Cuando los jóvenes activistas defensores de los derechos trataron de desafiar una ley emitida por las autoridades de Egipto (y respaldadas por los militares) que restringía el derecho de protesta, la policía mostró su fuerza y los dispersó en pocos minutos.
A fines de noviembre, la policía antidisturbios desde afuera del Parlamento apuntó las mangueras hacia docenas de manifestantes apiñados sobre una angosta calle de El Cairo. Un vehículo blindado lanzó gas lacrimógeno a quienes luego pertenecían en el lugar. Los oficiales atraparon a los organizadores y los golpearon. Fueron extremadamente agresivos y violentos, contó Nazli Houssein, una de las veinte mujeres que recibieron golpes antes de ser arrojadas en el desierto esa misma noche. Estamos volviendo a ser gobernados por un estado aterrador, agregó.
Seis meses después del golpe militar tan respaldado por el pueblo el 3 de julio que derrocó al islamista Mohamed Morsi, el primer presidente electo de Egipto, el país parece estar nuevamente deslizándose hacia el autoritarismo a gran escala con el poder volviendo al liderazgo del ejército y los servicios de seguridad tomando represalias contra la disidencia.
Sin embargo, otra vez inmerso en una transición a menudo violenta, Egipto parece estar nuevamente en el mismo lugar que en enero de 2011, cuando un levantamiento terminó con el gobierno autocrático de Hosni Mubarak y creó esperanzas de un futuro democrático. Una vez más, están resurgiendo las agencias de seguridad, miles de islamistas están en prisión y los activistas pro democracia que impulsaron la revolución son hostigados. Para muchos, Mubarak quizás esté fuera de escena, pero el mubarakismo está preparando un regreso.
Impulsados por un ánimo nacionalista pro ejército alentado por los medios, las autoridades reconfiguraron el panorama político a la exclusión del grupo Hermanos Musulmanes de Morsi, prohibidos por orden judicial y cuyos miembros son blanco de represión. Se hizo un borrador de una nueva constitución que consagra la independencia de los militares respecto de la vigilancia civil y para dentro de seis meses están programadas elecciones presidenciales y legislativas.
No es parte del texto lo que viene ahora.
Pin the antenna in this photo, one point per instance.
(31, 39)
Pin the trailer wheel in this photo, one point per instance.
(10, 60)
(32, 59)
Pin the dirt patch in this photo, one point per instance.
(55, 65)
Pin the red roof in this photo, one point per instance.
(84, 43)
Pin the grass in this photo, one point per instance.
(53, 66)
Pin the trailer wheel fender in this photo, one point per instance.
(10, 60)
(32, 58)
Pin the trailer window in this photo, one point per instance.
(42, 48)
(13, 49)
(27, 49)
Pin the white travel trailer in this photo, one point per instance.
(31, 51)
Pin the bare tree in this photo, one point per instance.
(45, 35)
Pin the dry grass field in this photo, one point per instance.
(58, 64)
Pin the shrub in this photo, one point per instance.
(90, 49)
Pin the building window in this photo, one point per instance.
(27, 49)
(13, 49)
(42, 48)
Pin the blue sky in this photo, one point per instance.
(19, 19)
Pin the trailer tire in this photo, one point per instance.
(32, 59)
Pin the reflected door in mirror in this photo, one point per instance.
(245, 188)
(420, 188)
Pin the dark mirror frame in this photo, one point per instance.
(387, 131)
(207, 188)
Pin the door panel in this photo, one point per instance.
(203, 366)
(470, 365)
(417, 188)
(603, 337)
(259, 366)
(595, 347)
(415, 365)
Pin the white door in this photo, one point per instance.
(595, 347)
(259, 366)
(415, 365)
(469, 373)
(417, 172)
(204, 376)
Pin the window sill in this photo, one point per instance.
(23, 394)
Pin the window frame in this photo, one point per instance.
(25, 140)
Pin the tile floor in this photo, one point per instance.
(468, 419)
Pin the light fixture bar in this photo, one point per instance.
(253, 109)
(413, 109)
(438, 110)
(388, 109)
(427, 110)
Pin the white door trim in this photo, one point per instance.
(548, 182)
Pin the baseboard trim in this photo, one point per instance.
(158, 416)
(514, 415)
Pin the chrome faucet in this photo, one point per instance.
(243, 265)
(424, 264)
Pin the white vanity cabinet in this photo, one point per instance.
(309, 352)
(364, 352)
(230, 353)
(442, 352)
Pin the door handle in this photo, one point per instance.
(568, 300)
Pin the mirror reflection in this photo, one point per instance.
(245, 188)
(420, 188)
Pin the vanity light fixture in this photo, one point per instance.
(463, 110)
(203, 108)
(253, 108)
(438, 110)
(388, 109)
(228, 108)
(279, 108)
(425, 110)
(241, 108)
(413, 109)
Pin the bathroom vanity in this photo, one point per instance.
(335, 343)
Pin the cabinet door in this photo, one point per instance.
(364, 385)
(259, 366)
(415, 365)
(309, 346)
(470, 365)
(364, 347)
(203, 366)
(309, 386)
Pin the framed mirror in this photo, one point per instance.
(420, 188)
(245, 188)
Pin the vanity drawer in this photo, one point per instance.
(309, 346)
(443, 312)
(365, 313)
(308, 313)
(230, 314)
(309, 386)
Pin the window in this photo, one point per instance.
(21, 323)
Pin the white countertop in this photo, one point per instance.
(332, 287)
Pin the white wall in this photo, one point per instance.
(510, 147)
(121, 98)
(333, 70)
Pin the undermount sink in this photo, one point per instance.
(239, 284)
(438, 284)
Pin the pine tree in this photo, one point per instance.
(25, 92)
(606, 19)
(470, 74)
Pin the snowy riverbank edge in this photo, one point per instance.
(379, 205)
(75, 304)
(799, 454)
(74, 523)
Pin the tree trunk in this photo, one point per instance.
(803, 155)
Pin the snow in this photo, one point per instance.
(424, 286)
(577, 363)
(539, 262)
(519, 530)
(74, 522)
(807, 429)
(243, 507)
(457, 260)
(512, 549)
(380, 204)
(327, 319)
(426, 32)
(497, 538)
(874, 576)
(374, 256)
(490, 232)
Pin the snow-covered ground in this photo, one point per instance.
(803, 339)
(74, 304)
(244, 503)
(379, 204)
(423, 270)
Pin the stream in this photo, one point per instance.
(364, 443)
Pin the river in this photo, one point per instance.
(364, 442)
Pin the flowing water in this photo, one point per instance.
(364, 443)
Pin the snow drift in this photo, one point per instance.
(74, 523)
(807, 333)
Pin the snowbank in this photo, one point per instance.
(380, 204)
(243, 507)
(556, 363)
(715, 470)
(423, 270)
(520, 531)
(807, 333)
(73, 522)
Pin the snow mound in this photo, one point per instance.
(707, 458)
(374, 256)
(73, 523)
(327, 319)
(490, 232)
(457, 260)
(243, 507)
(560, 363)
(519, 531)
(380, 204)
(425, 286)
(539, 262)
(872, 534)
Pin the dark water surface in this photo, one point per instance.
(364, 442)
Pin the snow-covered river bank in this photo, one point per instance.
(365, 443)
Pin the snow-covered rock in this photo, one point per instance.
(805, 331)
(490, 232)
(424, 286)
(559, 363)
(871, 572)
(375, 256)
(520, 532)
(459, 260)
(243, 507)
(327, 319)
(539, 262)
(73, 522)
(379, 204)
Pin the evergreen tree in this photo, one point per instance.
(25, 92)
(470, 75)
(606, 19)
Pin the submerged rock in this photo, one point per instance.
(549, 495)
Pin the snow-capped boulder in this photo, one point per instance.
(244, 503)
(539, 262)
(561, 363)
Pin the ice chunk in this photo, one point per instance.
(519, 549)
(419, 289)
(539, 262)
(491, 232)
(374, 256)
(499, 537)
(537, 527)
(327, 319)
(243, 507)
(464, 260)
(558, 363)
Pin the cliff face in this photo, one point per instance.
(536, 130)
Con Hermanos Musulmanes al margen y los partidos políticos débiles, el control de la transición está en manos de los militares y organismos de seguridad. Hay en funciones un presidente interino, el juez Adly Mansour, pero el verdadero poder recae en Abdel Fattah al-Sisi, el ministro de Defensa que encabezó el golpe.
La intervención del ejército puso fin a lo que muchos consideraban un fallido experimento (encabezado por islamistas) en democracia. Muchos consideraban que el liderazgo de Morsi generaba divisiones, era incapaz y estaba preparando el terreno para una monopolización del poder por parte de Hermanos Musulmanes.
Pero su derrocamiento agravó las fracturas que ya tenía esta nación dividida con pocas posibilidades de reconciliación.
La opinión pública está dividida por la mitad, según una encuesta realizada en septiembre por Zogby Research Services, una firma norteamericana. El 51% de los consultados consideró equivocada la acción de los militares, y el resto quiere que Hermanos Musulmanes no pueda acceder a la política.
Los observadores temen que la combinación de inestabilidad, fragmentación política y gobierno débil impedirá la rápida adopción de reformas dolorosas, incluyendo recortes de subsidios a la energía, consideradas necesarias para reducir los elevados déficits presupuestarios.
Mientras las autoridades siguen adelante con los planes para las nuevas elecciones, la apuesta inteligente es que el General Sisi se convierta en el próximo presidente. Si eso no ocurre, igual será él quien tenga el verdadero poder detrás del trono, aseguran los diplomáticos y observadores. Hasta ahora Sisi no descartó presentarse como candidato.